Scharfe Kritik von Kardinal Bo
Scharfe Kritik äußerte auch der Vorsitzende der Föderation der Asiatischen Bischofskonferenzen, Kardinal Charles Bo. "Hongkong war eine der freiesten und offensten Städte Asiens. Heute ist es in einen Polizeistaat verwandelt worden", erklärte der Erzbischof von Yangon am 14. Mai. "Ich weiß von den jüngsten Propagandaangriffen gegen die Kirche in Peking-freundlichen Medien in Hongkong und von der zunehmenden Selbstzensur unter religiösen Führern aufgrund der Umstände." In jedem rechtsstaatlichen System sei es ein gutes und anerkanntes Recht, Menschen vor Gericht bei der Bezahlung ihrer Anwaltskosten zu unterstützen, sagte er zu den Vorwürfen gegen Zen. "Wie kann es ein Verbrechen sein, Angeklagten zu helfen, sich vor Gericht zu verteidigen und vertreten zu lassen?"
Die Festnahme Zens erfolgte drei Tage nach der Ernennung von John Lee zum neuen Regierungschef der chinesischen Sonderverwaltungszone Hongkong.

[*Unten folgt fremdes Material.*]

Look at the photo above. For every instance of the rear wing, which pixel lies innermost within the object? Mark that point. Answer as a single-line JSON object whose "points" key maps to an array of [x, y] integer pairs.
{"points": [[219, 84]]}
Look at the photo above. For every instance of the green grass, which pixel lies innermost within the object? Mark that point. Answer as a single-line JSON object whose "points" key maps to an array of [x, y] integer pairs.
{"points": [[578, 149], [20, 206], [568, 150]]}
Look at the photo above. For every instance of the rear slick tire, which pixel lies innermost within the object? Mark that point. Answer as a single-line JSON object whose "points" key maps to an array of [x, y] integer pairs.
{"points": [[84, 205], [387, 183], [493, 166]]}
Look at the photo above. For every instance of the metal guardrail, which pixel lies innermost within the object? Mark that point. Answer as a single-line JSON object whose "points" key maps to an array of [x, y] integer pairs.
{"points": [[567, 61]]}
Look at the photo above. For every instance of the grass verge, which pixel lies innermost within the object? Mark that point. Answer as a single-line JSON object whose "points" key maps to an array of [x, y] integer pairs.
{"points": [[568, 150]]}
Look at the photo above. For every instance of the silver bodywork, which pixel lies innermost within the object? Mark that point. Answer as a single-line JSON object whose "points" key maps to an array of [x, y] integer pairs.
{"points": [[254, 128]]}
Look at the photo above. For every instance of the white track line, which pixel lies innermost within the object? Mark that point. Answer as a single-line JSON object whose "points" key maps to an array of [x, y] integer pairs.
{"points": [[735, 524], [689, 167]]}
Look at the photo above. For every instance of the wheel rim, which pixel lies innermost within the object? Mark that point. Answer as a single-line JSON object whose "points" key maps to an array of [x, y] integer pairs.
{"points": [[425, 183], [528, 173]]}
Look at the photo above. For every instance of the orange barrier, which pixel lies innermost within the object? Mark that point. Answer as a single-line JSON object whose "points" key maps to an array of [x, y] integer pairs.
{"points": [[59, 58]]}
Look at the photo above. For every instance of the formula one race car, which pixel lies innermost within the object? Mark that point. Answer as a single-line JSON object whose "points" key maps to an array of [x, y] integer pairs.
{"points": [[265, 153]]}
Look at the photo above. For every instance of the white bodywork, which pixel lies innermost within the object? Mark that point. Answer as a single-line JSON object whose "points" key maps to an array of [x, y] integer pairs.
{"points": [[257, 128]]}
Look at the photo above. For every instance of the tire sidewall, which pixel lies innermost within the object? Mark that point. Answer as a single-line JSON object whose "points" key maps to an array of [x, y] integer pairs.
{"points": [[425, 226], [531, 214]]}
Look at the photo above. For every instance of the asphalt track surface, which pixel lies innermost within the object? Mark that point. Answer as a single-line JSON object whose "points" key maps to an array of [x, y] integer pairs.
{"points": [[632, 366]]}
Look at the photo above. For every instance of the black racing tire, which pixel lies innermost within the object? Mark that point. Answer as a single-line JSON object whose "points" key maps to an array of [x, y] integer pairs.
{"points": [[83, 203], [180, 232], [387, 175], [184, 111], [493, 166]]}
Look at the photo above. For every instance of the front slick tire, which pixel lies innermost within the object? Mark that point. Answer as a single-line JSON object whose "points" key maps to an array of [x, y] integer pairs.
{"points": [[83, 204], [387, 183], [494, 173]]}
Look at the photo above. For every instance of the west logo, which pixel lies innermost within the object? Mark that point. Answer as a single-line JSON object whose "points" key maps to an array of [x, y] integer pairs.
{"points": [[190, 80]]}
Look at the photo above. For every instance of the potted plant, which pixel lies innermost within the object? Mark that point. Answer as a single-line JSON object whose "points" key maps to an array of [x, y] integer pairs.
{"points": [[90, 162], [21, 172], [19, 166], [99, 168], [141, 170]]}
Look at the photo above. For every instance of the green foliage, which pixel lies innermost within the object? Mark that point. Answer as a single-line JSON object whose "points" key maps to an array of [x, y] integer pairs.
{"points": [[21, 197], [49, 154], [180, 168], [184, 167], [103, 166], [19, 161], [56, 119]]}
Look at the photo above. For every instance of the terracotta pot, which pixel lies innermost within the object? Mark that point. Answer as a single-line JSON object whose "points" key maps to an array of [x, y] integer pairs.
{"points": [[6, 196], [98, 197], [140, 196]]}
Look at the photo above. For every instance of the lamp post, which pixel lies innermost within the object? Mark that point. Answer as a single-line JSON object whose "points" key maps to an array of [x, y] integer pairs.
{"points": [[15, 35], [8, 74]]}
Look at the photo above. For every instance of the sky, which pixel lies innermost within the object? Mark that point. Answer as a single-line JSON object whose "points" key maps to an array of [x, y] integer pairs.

Der bisherige Sicherheitsminister setzte als Statthalter Pekings das Gesetz über die nationale Sicherheit von Juni 2020 um. Er tritt sein neues Amt am 1. Juli an. Kardinal Zen ist seit langem ein Kritiker Pekings, Unterstützer der Demokratiebewegung in Hongkong und Gegner des Geheimabkommens zwischen dem Vatikan und China über die Ernennung von Bischöfen. (tmg/KNA)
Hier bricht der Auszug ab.